Although TBVR yielded higher learner satisfaction and hedonic appeal, IBVR resulted in greater improvements in operational performance and was positively received by most participants. This proof-of-concept study highlights the complementary strengths of both VR approaches and calls for further research to validate these preliminary findings and inform the design of effective VR-based surgical education strategies.
Clinicaltrials.gov NCT03501641; https://clinicaltrials.gov/ct2/show/NCT03501641 ; date of registration: April 18, 2018.
操作培训是住院医师教育的关键组成部分。最近,创新的虚拟现实(VR)培训方法已被引入以提高培训效率。基于图像的VR(IBVR)纳入了认知负荷,理论上可以提高任务表现。然而,IBVR对学习成果的影响需要进一步研究。本研究旨在评估与基于教科书的VR(TBVR)相比,IBVR在向初级住院医师教授操作技能方面的效果。

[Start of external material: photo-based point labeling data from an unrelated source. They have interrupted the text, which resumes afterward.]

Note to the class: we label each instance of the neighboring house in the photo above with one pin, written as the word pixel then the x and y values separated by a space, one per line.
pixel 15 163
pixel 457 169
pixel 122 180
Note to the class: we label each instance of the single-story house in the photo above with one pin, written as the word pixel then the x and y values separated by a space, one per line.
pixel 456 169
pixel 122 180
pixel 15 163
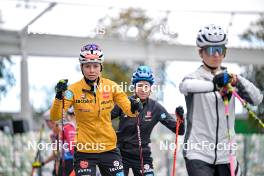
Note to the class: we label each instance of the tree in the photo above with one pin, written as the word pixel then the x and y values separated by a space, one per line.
pixel 7 79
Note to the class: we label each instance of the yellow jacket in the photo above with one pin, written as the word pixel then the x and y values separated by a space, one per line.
pixel 95 133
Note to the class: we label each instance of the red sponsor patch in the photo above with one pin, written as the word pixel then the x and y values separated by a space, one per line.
pixel 84 164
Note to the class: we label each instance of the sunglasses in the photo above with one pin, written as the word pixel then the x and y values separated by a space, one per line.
pixel 211 50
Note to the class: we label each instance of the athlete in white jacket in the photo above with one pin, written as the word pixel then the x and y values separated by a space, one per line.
pixel 206 149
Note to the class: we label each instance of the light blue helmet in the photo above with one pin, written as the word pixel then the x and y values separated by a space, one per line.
pixel 143 73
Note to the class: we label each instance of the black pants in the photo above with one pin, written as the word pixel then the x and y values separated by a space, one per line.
pixel 131 160
pixel 201 168
pixel 109 163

在一项前瞻性交叉试点研究中,十名志愿者被随机分配到IBVR-TBVR组或TBVR-IBVR组。参与者在第一阶段使用IBVR或TBVR模块进行四次学习课程。通过测验以及对真实患者的里程碑/程序技能直接观察(DOPS)评分来评估表现。一个月后,参与者切换到另一种VR模块进行进一步培训。在每次课程期间,通过问卷调查和心率变异性(HRV)评估认知负荷和压力。在研究结束时,使用整体满意度量表、AttrakDiff2问卷和小组访谈来评估学习满意度、体验和整体效果。使用主题分析框架对定性数据进行分析。
与TBVR相比,IBVR模块产生的里程碑(p = 0.04)和DOPS(p < 0.01)分数明显更好。两个模块在知识获取、认知负荷或HRV方面没有显著差异。在整体满意度(p = 0.03)、享乐刺激(p = 0.01)和享乐识别(p = 0.03)方面,TBVR更受青睐,而IBVR被认为是一种更具沉浸感和丰富性的体验。大多数(70%)参与者报告对IBVR有积极体验,而50%对TBVR表达了积极反馈。主题分析确定了两个关键主题:教学内容的可用性和参与的便利性。
虽然TBVR产生了更高的学习者满意度和享乐吸引力,但IBVR在操作表现方面带来了更大的提升,并且得到了大多数参与者的积极认可。这项概念验证研究突出了两种VR方法的互补优势,并呼吁进一步研究以验证这些初步发现,并为有效的基于VR的外科教育策略的设计提供参考。